Car logos can run from the mundane – think Ford – to the fascinating – BMW. Each one has a story behind on how it came to represent a worldwide automotive brand. Some are merely script of the company’s name while others are a devilish headshot of a cartoon demon like the Dodge Challenger SRT Demon. McLaren, the British automaker known for its legendary racing history and recent foray into road cars, has a clean, simple logo design – the brand’s name spelled out – with a little swoosh hanging off at the end of the “n.” How that swoosh come to represent McLaren? Well, there’s the official story, and the conspiratorial one.
The little swoosh started back when the company partnered with Marlboro. The red chevron was present in the cigarette company’s logo, and McLaren just adopted it. Over time, the logo evolved, taking a minimalist appearance with the single red mark sitting at the corner of the McLaren name. Then, when McLaren began producing road cars, the little chevron turned into the little swoosh we know today.
If you listen to McLaren, according to the Carfection video, the swoosh is supposed to represent the swirling vortices that come off the tail of a car when in its a wind tunnel that you can see when smoke rushes over the car. It sounds technical and very McLaren-like, but Carfection thinks there’s a different story to the swoosh’s meaning that goes all the way back to the company’s founder Bruce McLaren.

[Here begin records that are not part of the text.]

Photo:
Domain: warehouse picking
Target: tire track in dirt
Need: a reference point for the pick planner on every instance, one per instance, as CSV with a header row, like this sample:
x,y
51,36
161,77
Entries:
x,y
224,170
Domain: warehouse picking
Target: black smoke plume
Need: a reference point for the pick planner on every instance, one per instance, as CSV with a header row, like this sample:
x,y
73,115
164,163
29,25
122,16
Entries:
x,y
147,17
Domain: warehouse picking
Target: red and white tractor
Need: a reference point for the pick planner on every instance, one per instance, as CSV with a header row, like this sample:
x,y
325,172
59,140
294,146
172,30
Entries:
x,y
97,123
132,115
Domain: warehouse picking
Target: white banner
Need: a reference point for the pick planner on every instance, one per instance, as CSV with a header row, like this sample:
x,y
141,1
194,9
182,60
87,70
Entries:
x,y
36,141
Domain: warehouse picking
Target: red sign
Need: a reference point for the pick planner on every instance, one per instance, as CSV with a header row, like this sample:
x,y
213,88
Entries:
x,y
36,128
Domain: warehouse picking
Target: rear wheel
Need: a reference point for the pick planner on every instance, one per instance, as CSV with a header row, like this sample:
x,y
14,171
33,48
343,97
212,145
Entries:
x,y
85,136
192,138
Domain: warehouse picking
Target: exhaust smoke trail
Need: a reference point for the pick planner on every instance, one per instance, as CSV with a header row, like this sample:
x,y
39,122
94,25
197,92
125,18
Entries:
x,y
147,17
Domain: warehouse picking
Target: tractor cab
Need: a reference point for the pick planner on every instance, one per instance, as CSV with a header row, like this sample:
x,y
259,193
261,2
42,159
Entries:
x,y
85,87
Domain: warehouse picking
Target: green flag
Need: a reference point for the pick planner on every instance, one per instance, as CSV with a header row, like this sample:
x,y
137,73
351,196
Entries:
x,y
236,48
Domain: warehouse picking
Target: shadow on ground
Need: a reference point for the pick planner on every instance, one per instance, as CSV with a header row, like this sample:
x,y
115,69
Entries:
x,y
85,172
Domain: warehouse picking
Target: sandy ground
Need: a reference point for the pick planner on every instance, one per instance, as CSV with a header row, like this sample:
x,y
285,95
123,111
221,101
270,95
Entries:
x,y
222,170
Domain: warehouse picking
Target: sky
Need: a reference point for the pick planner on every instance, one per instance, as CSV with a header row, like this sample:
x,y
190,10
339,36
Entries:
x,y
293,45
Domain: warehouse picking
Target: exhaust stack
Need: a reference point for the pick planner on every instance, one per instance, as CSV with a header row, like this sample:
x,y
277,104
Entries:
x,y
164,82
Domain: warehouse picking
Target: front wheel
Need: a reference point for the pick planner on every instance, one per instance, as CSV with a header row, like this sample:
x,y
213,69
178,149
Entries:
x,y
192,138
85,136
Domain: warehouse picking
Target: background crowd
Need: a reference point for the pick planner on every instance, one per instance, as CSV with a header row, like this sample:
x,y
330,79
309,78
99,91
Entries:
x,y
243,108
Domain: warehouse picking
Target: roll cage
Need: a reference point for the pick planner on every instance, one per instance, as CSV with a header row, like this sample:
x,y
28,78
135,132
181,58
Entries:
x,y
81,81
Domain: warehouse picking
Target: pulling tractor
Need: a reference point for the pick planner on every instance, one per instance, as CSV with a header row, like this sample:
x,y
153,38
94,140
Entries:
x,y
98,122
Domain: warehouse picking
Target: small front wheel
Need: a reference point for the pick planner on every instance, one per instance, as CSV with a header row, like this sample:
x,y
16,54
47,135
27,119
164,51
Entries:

You see, Bruce hailed from New Zeland, and he used the kiwi bird as a logo on all his cars, including the ones racing F1. Eventually, that plain black kiwi silhouette transformed into what Carfection calls the speedy kiwi, which looks suspiciously swooshy. The video shows a few speedy kiwis interlaced with images of the current logo, and you can see how Carfection makes the connection that the current logo is just an evolution of Bruce’s classic kiwi design.
Good luck getting McLaren to verify that story, though. Apparently, the company is standing firm behind its vortices story. But the kiwi logo, and its evolution into the speedy kiwi shows the rich history that McLaren hasn’t even tapped into yet for its road-going cars. Maybe we’ll get the speedy kiwi again someday. Or McLaren will just call it the speeding vortices.